“No me pregunten quien soy, ni si me habían conocido, los sueños que había querido, crecerán, aunque no estoy. Ya no vivo, pero voy en lo que andaba soñando y otros que siguen peleando, harán nacer otras rosas, en el nombre de esas cosas todos me estarán nombrando…”

Milonga del fusilado, Los Olimareños

Pienso en los tejidos rasgados. El cuerpo abierto, quebrado. Órgano rojo; roto, pero latiente, palpitante, persistente. Frente a lo irreparable: ¿cómo desplegar de nuevo las presencias? Me dispongo al ejercicio de la afección transitando atenta en el relato. Me quedo con los silencios, de pronto algún gesto, otro silencio. Sí, definitivamente aquello no se nombra, no ha de tener lugar, pero si tiempo: ayer, hoy, mañana. Aparece esta historia, como tantas otras, y queda en suspensión. Prolongada detención, pues ya no es posible estar de modo habitual en el mundo, en Chile. Reverbera la ausencia, pero la mano no afloja.

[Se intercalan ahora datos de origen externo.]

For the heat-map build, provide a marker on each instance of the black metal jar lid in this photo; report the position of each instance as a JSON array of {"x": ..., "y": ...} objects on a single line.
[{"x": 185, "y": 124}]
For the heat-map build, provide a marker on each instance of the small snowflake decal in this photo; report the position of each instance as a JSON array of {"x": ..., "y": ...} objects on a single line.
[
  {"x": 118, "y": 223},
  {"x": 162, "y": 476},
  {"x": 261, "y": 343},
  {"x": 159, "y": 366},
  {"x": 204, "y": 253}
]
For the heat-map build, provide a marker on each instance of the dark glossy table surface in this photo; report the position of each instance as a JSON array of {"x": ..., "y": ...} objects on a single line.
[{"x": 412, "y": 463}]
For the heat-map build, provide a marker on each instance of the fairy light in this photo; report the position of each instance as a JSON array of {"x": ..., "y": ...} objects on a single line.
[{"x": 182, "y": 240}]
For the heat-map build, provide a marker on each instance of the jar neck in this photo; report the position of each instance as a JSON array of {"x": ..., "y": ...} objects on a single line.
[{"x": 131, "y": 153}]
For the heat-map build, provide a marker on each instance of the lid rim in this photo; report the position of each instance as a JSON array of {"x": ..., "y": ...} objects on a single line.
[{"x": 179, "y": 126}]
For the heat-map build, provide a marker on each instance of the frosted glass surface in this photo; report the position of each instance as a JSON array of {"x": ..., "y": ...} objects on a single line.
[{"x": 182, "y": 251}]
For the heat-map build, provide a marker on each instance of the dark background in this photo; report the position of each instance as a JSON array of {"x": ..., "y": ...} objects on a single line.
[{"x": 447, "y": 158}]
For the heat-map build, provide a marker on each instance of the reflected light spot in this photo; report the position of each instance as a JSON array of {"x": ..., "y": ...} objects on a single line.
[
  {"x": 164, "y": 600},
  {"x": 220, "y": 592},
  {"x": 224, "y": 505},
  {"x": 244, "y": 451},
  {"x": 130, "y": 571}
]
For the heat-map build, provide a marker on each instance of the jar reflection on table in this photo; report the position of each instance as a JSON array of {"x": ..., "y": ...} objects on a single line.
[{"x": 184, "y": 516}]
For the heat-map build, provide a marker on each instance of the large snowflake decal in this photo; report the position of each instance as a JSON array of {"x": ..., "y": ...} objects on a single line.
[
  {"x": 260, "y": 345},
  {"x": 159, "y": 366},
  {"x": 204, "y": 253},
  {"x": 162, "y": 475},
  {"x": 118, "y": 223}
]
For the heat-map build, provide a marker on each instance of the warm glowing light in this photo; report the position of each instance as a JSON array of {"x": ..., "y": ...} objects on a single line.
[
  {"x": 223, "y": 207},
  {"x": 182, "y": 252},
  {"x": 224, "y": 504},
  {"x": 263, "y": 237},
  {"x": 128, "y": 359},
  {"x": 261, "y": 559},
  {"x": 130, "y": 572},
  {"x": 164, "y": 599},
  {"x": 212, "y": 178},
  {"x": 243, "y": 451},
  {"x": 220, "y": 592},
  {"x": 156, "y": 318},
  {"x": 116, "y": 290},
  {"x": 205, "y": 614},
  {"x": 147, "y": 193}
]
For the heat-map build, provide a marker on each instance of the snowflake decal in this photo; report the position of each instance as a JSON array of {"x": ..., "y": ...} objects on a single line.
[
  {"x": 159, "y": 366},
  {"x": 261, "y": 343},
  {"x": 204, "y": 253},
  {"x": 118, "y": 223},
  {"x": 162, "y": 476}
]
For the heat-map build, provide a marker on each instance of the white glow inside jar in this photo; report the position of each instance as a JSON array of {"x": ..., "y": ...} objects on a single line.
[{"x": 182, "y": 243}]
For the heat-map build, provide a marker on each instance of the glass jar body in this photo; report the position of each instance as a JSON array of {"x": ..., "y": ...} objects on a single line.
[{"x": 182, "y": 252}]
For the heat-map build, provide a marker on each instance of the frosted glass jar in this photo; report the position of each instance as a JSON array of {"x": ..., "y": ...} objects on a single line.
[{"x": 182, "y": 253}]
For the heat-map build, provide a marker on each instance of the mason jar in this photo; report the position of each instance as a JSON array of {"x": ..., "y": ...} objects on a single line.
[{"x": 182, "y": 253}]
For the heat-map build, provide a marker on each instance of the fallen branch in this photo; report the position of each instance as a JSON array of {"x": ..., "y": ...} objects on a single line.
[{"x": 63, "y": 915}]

Frente a la experiencia de hacer carne la memoria, me dispongo a materializar una acción de resistencia, un gesto político que deviene cuerpo, que enuncia y sostiene discurso. El cuerpo como posible testigo, dispositivo sensible, conjetura de múltiples historias. Vinculado ahora a la voz de Viviana Uribe y a la huella de Fernando Vergara, el cuerpo aparece como lugar de acontecimiento en esta relación. Aparezco como una colección de fragmentos, un cuerpo atravesado por múltiples consignas, códigos de reconocimiento que lo movilizan y va tensionando un hombro, alcanzando una mano, inundando y envolviendo huesos y vísceras. Es un trabajo interno y bastante denso. Reconozco entonces lugares y situaciones que pasan por el cuerpo; mi cuerpo es un mapa que traduce y aloja en cada parte algún signo, algún residuo que vuelve, insurgente a prolongar la historia, que esta vez me interpela y me exige presencia, una forma particular de estar. Sin tener algo demasiado resuelto se encuentran motivos y se confabulan contextos que dicen y miran. La idea de corporalizar como intento inagotable de insistir en una otra mirada, en otra lectura de los sucesos políticos e históricos de Chile en dictadura, perpetuando complicidades e intensificando los afectos que emergen en relación a ello y con cada una de las intérpretes con las que comparto la experiencia en el hacer.

Y así llega marzo florecido. Larga es la lista de los nombres que desvanecidos debajo la cuidad acumulan manchas. Los nombres ¿cuáles eran los nombres? Ya no hay más encuentros, ni puntos, ni chapa que asegure. Cada marzo se alza con la impronta de la eterna primavera, de cada joven que inquieto punzo la impávida pared. Yo no cedo, tramando en lo alterno, tramando, camino por las calles, lugares donde te pisaron los pasos por última vez y te caíste. Me detengo y mil veces te nombro en la risa, en la mirada cómplice de una otra cuidad posible, de una otra historia posible y en cada paso que junto a tantos vamos dando. En serio. Y aunque te quitaron el sueño, éste fue inexorable y aquí está la hija que ahora persiste en ser el cuerpo de la letra, esa letra de tus proclamas de joven, esa letra de tus palabras silenciadas de cuando fueron a preguntarte si eras parte de la nómina y preferiste disimular, porque era ininteligible, porque realmente no se puede explicar, porque solo resuena en el murmullo latente en ti, en Viviana, en lo insondable de los nombres.